Division of Emergency Medicine, Cincinnati Children's Hospital Medical Center, OH, USA.
Acad Emerg Med. 2011 Jul;18(7):686-91. doi: 10.1111/j.1553-2712.2011.01108.x.
Lower abdominal pain is a common complaint in girls and young women presenting to a pediatric emergency department (PED). An extensive evaluation may be required to exclude surgical emergencies such as appendicitis and ovarian torsion. However, clinicians and families prefer to limit invasive procedures and radiation exposure. The literature suggests that serum biomarkers such as the cytokine interleukin-6 (IL-6) can predict ovarian torsion in adults, while the membrane glycoprotein cluster of differentiation-64 (CD64) has been linked with bacterial infections and sepsis. Therefore, the study objective was to assess whether plasma IL-6 or neutrophil CD64 surface levels would assist clinicians in distinguishing surgical diagnoses (ovarian torsion and appendicitis) from nonsurgical diagnoses in young females with lower abdominal pain.
This study was a prospective, cross-sectional, pilot study of young females presenting with lower abdominal pain. Demographics, clinical and laboratory data, and final diagnoses were recorded. Plasma IL-6 and neutrophil CD64 were quantified.
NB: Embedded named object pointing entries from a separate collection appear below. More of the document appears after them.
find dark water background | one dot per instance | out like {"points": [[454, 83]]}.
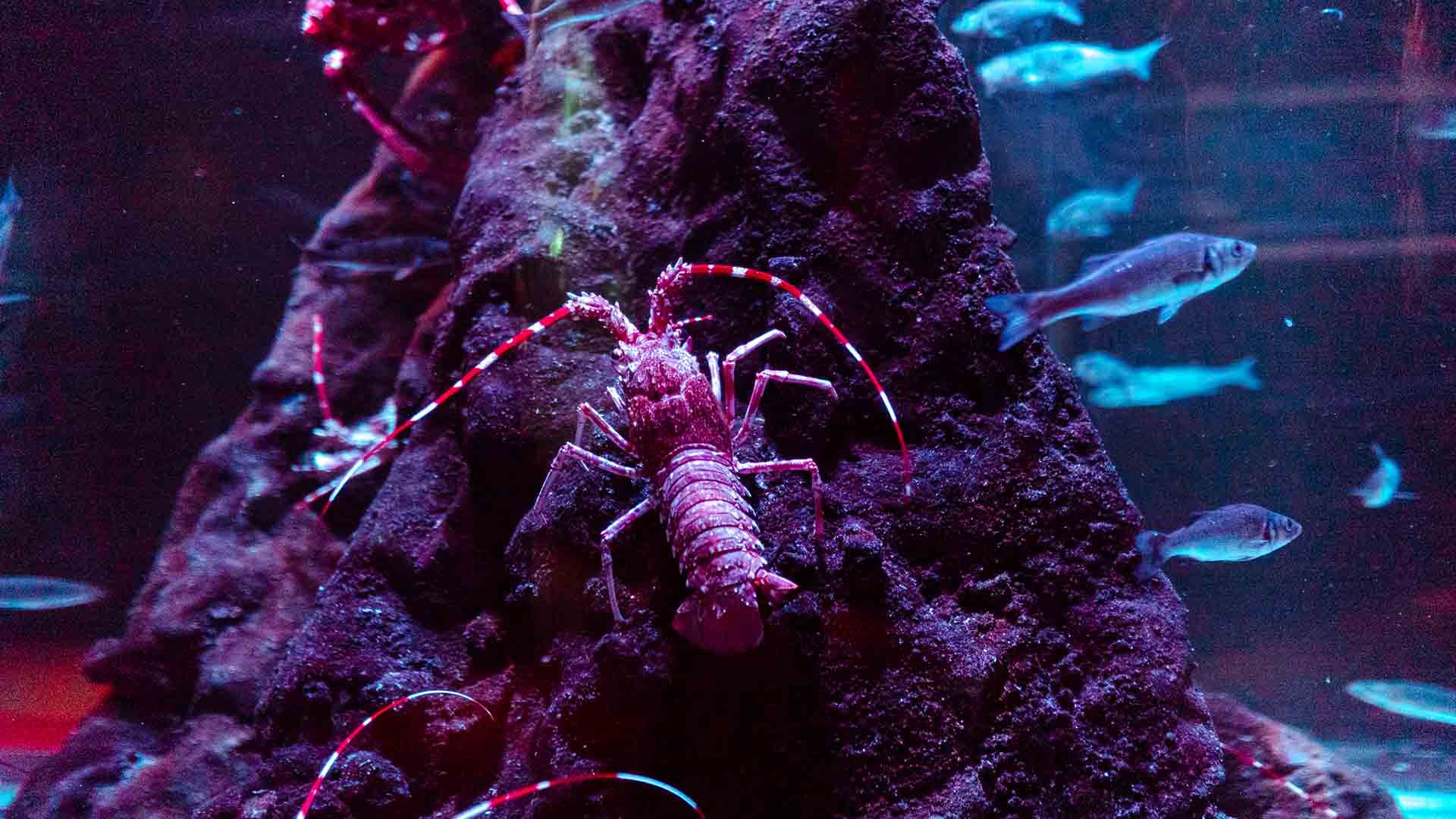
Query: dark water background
{"points": [[168, 152]]}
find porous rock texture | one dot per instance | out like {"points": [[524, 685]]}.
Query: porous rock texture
{"points": [[974, 651], [1286, 754]]}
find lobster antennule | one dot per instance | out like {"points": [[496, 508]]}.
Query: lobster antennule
{"points": [[720, 270], [328, 765], [548, 784], [568, 309]]}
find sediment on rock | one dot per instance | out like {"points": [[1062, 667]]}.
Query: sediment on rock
{"points": [[977, 649]]}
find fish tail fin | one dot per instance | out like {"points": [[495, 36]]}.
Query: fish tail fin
{"points": [[1130, 190], [1244, 373], [1019, 311], [1150, 553], [1141, 58]]}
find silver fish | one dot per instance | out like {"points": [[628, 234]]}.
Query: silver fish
{"points": [[1003, 18], [1090, 213], [1149, 387], [31, 594], [1159, 273], [397, 256], [1417, 700], [1382, 485], [1057, 66], [1100, 368], [1443, 130], [1235, 532]]}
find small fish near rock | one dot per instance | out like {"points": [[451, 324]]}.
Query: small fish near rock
{"points": [[1158, 275], [1237, 532], [1383, 484], [1416, 700], [1090, 215], [33, 594], [1063, 66], [1150, 387]]}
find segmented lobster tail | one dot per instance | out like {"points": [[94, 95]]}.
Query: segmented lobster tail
{"points": [[715, 541]]}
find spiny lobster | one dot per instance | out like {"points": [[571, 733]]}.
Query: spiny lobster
{"points": [[680, 428]]}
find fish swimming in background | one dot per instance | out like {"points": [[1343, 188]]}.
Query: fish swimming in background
{"points": [[1382, 485], [1235, 532], [1417, 700], [1159, 273], [1149, 387], [9, 207], [551, 17], [31, 594], [1090, 213], [1059, 66], [397, 256], [1100, 368], [1003, 18]]}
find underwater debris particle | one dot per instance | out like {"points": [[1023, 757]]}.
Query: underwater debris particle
{"points": [[33, 594]]}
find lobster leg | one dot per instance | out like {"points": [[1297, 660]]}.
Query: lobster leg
{"points": [[731, 359], [341, 69], [607, 535], [762, 381], [794, 465], [570, 452]]}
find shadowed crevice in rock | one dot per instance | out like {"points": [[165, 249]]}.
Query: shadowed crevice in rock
{"points": [[974, 651]]}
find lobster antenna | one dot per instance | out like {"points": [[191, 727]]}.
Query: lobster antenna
{"points": [[775, 281], [548, 784], [584, 305], [328, 765]]}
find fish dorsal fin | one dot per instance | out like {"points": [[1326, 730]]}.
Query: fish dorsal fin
{"points": [[1092, 262]]}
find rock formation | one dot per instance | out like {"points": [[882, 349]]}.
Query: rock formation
{"points": [[974, 651]]}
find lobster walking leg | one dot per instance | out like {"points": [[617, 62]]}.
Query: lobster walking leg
{"points": [[764, 376], [570, 452], [607, 535], [587, 411], [731, 359], [341, 69], [794, 465]]}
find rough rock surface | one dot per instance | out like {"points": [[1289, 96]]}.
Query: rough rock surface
{"points": [[976, 651], [1286, 754]]}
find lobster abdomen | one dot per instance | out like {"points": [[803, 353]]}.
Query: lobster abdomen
{"points": [[715, 539]]}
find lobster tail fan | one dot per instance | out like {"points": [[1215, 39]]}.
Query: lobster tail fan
{"points": [[724, 620]]}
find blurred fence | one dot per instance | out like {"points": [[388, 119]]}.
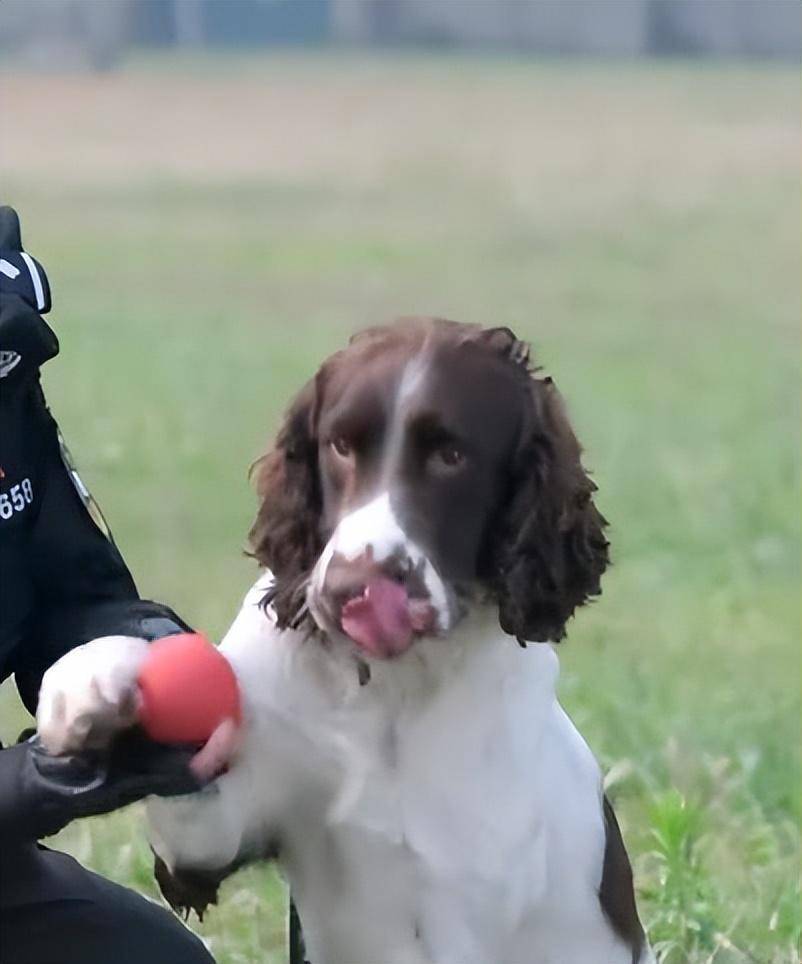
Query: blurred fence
{"points": [[96, 32]]}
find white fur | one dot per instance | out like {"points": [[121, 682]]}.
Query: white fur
{"points": [[447, 812]]}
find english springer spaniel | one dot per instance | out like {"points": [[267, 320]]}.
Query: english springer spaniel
{"points": [[424, 516]]}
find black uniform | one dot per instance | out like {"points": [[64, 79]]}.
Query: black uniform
{"points": [[62, 583]]}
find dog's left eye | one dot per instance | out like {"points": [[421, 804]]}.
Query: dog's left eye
{"points": [[447, 458]]}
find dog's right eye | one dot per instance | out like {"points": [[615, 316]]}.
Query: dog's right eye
{"points": [[342, 446]]}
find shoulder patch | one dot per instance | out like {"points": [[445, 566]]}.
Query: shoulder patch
{"points": [[83, 492]]}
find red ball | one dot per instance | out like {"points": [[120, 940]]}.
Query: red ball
{"points": [[187, 688]]}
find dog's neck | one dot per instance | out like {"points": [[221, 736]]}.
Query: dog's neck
{"points": [[477, 650]]}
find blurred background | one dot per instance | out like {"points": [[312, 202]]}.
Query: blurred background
{"points": [[223, 190]]}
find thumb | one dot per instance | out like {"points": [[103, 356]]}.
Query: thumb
{"points": [[213, 758]]}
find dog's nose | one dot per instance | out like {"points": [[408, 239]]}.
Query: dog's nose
{"points": [[375, 603], [347, 578]]}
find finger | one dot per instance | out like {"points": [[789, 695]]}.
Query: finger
{"points": [[213, 758]]}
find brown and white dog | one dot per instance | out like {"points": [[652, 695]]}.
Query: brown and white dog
{"points": [[423, 512]]}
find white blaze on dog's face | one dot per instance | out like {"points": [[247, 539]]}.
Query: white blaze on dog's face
{"points": [[421, 468]]}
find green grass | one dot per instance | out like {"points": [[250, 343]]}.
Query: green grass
{"points": [[639, 224]]}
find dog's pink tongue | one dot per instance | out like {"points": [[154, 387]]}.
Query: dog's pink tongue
{"points": [[379, 620]]}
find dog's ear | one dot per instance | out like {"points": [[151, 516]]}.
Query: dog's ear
{"points": [[285, 537], [549, 547]]}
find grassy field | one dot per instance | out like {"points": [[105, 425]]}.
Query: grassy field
{"points": [[213, 228]]}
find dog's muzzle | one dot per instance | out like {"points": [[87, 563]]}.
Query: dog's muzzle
{"points": [[373, 585]]}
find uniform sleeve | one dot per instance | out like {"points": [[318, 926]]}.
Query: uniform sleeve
{"points": [[82, 587]]}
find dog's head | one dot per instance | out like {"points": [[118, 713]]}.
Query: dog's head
{"points": [[423, 469]]}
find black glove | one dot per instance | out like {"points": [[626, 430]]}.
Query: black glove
{"points": [[40, 794]]}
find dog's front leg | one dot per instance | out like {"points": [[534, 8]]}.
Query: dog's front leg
{"points": [[198, 840]]}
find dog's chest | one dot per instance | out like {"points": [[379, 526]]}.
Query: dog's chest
{"points": [[433, 804]]}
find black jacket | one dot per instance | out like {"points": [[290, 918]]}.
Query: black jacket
{"points": [[62, 579]]}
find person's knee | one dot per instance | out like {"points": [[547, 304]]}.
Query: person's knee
{"points": [[157, 936]]}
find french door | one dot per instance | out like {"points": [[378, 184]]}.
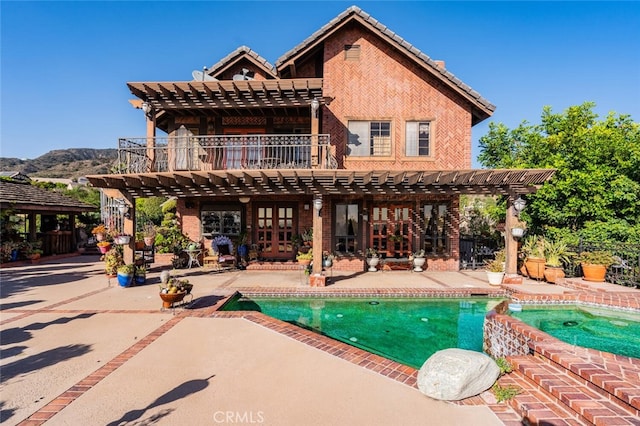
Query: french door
{"points": [[391, 229], [275, 227]]}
Nonparametric Kruskal-Wallis test was used to detect significant differences in IL-6 and CD64 values between surgical and nonsurgical patients. Further analysis was done to detect differences among the surgical patients (appendicitis vs. ovarian torsion). A bivariate analysis using the Wilcoxon rank sum was used to test for significant differences in IL-6 and CD64 by selected clinical factors.
There were 112 female subjects ages 6 to 21 years enrolled. Final diagnoses were grouped as appendicitis (n = 38, 34%), ovarian torsion (n = 15, 13%), and nonsurgical (n = 59, 53%). Surgical cases had significantly higher levels of IL-6 compared to nonsurgical cases (p < 0.0001), and appendicitis patients had significantly higher CD64 indexes compared to ovarian torsion patients (p = 0.007). The clinical characteristics of fever of ≥38°C (p = 0.0002) and constant pain (p = 0.02) were significantly associated with elevated IL-6. Fever of ≥38°C (p = 0.02) was significantly associated with a higher CD64 index.
Interleukin-6 was significantly elevated in surgical patients compared to nonsurgical patients in this sample of young females, and CD64 was significantly elevated in appendicitis patients compared to ovarian torsion patients. These data suggest that with larger sample sizes and future confirmatory studies, these biomarkers may be useful in the evaluation of young women with lower quadrant abdominal pain.
下腹痛是儿科急诊(PED)就诊女孩和年轻女性的常见主诉。为了排除阑尾炎和卵巢扭转等外科急症,可能需要进行广泛的评估。然而,临床医生和患者家属更倾向于限制有创操作和辐射暴露。文献表明,细胞因子白细胞介素-6(IL-6)等血清生物标志物可预测成人卵巢扭转,而膜糖蛋白分化抗原 64(CD64)与细菌感染和脓毒症有关。因此,本研究旨在评估血浆 IL-6 或中性粒细胞 CD64 表面水平是否有助于临床医生区分年轻女性下腹痛的外科诊断(卵巢扭转和阑尾炎)和非外科诊断。
本研究为前瞻性、横断面、初步研究,纳入了下腹痛就诊的年轻女性。记录了人口统计学、临床和实验室数据以及最终诊断。定量检测了血浆 IL-6 和中性粒细胞 CD64。采用非参数 Kruskal-Wallis 检验检测手术和非手术患者之间 IL-6 和 CD64 值的显著差异。进一步的分析旨在检测手术患者(阑尾炎与卵巢扭转)之间的差异。采用 Wilcoxon 秩和检验对选择的临床因素对 IL-6 和 CD64 的差异进行双变量分析。
共纳入 112 名 6 至 21 岁的女性患者。最终诊断分为阑尾炎(n=38,34%)、卵巢扭转(n=15,13%)和非手术(n=59,53%)。手术组的 IL-6 水平明显高于非手术组(p<0.0001),阑尾炎患者的 CD64 指数明显高于卵巢扭转患者(p=0.007)。发热≥38°C(p=0.0002)和持续性疼痛(p=0.02)的临床特征与 IL-6 升高显著相关。发热≥38°C(p=0.02)与 CD64 指数升高显著相关。
在本研究中,与非手术组相比,手术组年轻女性的 IL-6 明显升高,与卵巢扭转组相比,阑尾炎患者的 CD64 明显升高。这些数据表明,随着样本量的增加和未来的验证性研究,这些生物标志物可能有助于评估年轻女性的下腹痛。